Few-shot learning provides the model example to learn a specify pattern, generally contains a common context prefix.
First Request:
messages: [
{"role": "system", "content": "You are a history expert. The user will provide a series of questions, and your answers should be concise and start with `Answer:`"},
{"role": "user", "content": "In what year did Qin Shi Huang unify the six states?"},
{"role": "assistant", "content": "Answer: 221 BC"},
{"role": "user", "content": "Who was the founder of the Han Dynasty?"},
{"role": "assistant", "content": "Answer: Liu Bang"},
{"role": "user", "content": "Who was the last emperor of the Tang Dynasty?"},
{"role": "assistant", "content": "Answer: Li Zhu"},
{"role": "user", "content": "Who was the founding emperor of the Ming Dynasty?"},
{"role": "assistant", "content": "Answer: Zhu Yuanzhang"},
{"role": "user", "content": "Who was the founding emperor of the Qing Dynasty?"}
]
Second Request:
messages: [
{"role": "system", "content": "You are a history expert. The user will provide a series of questions, and your answers should be concise and start with `Answer:`"},
{"role": "user", "content": "In what year did Qin Shi Huang unify the six states?"},
{"role": "assistant", "content": "Answer: 221 BC"},
{"role": "user", "content": "Who was the founder of the Han Dynasty?"},
{"role": "assistant", "content": "Answer: Liu Bang"},
{"role": "user", "content": "Who was the last emperor of the Tang Dynasty?"},
{"role": "assistant", "content": "Answer: Li Zhu"},
{"role": "user", "content": "Who was the founding emperor of the Ming Dynasty?"},
{"role": "assistant", "content": "Answer: Zhu Yuanzhang"},
{"role": "user", "content": "When did the Shang Dynasty fall?"}
]
Since few-shot generally provides the same context prefix, the cost of few-shot is significantly reduced with the support of context caching.
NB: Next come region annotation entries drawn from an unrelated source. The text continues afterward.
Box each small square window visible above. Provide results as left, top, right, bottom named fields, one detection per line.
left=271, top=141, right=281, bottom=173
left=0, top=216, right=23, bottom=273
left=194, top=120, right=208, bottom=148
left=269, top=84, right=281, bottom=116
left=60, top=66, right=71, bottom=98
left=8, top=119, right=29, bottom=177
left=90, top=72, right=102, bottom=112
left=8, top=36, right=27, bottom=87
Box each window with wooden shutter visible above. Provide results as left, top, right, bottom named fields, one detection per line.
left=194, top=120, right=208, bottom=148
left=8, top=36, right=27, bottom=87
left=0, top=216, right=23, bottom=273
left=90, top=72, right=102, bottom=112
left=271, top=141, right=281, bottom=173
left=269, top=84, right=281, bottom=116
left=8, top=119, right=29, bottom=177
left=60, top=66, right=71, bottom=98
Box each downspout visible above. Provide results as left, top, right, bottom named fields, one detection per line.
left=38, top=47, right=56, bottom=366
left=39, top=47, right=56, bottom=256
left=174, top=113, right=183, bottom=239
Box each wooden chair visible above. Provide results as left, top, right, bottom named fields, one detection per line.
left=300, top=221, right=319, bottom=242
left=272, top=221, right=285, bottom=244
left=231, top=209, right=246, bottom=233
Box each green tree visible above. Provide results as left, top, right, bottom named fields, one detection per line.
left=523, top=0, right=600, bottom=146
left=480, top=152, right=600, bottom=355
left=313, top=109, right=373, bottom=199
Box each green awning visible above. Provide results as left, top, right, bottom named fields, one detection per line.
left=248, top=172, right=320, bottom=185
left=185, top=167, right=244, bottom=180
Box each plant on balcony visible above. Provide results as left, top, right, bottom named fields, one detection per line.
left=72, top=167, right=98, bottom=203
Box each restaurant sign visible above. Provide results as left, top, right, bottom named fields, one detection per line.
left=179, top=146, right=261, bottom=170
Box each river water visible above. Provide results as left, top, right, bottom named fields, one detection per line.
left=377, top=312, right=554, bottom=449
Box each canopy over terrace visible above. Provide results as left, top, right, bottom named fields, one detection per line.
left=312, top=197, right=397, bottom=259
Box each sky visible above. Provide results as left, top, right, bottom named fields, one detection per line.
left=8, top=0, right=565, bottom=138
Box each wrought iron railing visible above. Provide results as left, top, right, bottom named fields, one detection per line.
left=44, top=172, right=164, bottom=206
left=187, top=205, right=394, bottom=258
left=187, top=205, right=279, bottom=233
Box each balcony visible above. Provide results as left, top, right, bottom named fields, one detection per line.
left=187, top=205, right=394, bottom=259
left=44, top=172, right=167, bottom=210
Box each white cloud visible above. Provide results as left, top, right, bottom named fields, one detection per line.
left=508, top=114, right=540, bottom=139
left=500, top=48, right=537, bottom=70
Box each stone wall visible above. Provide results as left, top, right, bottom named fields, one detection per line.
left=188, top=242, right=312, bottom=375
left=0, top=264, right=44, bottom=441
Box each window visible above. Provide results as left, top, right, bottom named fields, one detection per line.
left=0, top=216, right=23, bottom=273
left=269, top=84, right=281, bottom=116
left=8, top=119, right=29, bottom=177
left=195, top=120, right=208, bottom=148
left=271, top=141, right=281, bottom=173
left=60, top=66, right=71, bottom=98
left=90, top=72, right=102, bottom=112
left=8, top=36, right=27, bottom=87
The DeepSeek API provides insights into the effectiveness of context caching through the usage
section of its responses which include information on tokens utilization. By checking the status, you can see what number of tokens resulted in a cached hit.
Specifically, two fields are provided:
prompt_cache_hit_tokens
: The number of tokens fetched from the cache (lower cost).prompt_cache_miss_tokens
: The number of tokens that were not found in the cache and required full processing (higher cost).While context caching offers significant advantages, keep these points in mind:
Context caching is an invaluable asset within the DeepSeek API, optimizing performance, and reducing costs. By understanding how it works and strategically structuring your requests (such as in multi-turn conversations or using consistent prefixes), you can maximize the benefits of this powerful feature. As you continue to explore the DeepSeek API, consider how context caching can be integrated into your workflows to achieve more efficient and cost-effective AI solutions.